America's First War On Terror: The Barbary Pirate Wars

Burning of the Frigate Philadelphia in the Harbor of Tripoli,
Painting by Edward Moran 1897
"The most bold and daring act of the age."
Horatio Nelson
In the early 1800s, the United States of America fought two small but fierce wars with the Islamic states of Algiers, Tunis, Tripoli and the independent Sultanate of Morocco.  The first war's turning point was the Battle of Derna, where a mercenary force lead by U.S. Marines took the City of Derna in a combined overland and naval attack.

The Battle for Tripoli was adverted by a premature peace treaty.  Derna was returned to the Pasha.
Tripoli Momument, U.S. Navel Academy 
A Tripolitan observer of the time was quoted as saying: “The English, French, and Spanish Consuls have told us that they [the Americans] were a young nation, and got their independence by means of France; that they had a small navy and their officers were inexperi­enced, and they were merely a nation of merchants, and that by taking their ships and men, we should get great ransoms.

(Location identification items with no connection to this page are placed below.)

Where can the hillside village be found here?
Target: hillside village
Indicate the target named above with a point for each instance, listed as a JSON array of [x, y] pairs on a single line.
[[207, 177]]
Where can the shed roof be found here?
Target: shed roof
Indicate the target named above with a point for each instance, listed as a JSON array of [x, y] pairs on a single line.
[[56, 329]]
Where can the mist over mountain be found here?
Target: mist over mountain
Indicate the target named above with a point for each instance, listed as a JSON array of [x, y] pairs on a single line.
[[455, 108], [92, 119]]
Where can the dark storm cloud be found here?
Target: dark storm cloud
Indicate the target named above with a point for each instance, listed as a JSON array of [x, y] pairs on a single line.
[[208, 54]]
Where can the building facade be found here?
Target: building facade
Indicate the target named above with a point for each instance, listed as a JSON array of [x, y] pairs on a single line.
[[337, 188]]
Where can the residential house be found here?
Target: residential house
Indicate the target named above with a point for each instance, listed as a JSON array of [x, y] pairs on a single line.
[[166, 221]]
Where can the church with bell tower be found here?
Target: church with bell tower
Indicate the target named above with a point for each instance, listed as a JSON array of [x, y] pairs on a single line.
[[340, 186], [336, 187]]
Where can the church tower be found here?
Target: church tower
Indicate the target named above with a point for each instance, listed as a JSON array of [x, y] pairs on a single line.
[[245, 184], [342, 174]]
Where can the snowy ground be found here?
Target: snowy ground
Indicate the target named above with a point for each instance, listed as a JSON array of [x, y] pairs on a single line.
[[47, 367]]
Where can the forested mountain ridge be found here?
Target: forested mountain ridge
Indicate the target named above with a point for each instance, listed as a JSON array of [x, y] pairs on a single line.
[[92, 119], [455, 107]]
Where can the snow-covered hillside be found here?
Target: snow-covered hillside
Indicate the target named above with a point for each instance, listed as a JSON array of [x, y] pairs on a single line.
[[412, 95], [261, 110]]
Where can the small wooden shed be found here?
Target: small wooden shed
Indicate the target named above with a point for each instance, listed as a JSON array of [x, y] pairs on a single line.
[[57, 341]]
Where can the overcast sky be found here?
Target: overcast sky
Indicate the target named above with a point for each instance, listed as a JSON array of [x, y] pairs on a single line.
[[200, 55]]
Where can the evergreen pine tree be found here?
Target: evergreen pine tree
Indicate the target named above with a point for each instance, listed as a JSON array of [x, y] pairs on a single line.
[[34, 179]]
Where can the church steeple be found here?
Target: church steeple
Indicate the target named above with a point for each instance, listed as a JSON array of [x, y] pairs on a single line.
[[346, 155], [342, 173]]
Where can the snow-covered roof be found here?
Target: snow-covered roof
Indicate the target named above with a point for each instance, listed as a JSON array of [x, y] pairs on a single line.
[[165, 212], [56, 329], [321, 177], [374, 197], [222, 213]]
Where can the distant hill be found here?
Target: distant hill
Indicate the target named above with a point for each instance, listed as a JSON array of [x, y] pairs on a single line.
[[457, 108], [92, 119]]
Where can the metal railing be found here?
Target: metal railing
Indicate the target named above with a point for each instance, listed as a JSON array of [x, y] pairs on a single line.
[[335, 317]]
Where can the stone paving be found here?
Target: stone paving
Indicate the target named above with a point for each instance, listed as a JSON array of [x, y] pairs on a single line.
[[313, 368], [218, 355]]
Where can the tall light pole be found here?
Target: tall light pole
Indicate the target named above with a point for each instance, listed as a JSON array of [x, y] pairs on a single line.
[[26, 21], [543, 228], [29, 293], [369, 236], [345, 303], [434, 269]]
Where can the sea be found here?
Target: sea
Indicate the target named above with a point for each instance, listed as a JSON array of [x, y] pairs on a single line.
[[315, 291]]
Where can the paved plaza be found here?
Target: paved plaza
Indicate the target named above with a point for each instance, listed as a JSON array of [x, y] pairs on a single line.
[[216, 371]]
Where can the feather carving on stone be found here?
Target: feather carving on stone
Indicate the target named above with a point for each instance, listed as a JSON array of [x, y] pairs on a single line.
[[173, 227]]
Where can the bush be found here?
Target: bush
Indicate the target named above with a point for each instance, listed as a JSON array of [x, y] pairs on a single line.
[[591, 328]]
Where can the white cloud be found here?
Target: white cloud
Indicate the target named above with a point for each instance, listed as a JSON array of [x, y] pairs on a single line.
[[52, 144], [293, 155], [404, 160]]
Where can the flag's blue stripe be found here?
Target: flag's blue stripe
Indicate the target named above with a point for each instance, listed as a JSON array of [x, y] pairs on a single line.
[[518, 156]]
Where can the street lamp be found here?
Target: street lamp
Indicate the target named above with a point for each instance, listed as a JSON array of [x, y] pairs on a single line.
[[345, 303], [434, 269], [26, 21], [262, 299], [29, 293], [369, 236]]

Instead of this, their Preble pays us a coin of shot, shells, and hard blows; and sent a Decatur, in a dark night with a band of Christian dogs fierce and cruel as the tiger, who killed our brothers and burnt our ships before our eyes.”
Unfortunately the hostage and privateering practices of the Barbary States did not end there.  They soon started up again and the Barbary States took advantage of the War of 1812 and the United States' preoccupation with Great Britain.  It was only after the war concluded that Stephen Decatur led another force to the Mediterranean which after two Barbary ships being seized resulted in negotiations which ended the hostage taking practices of these states.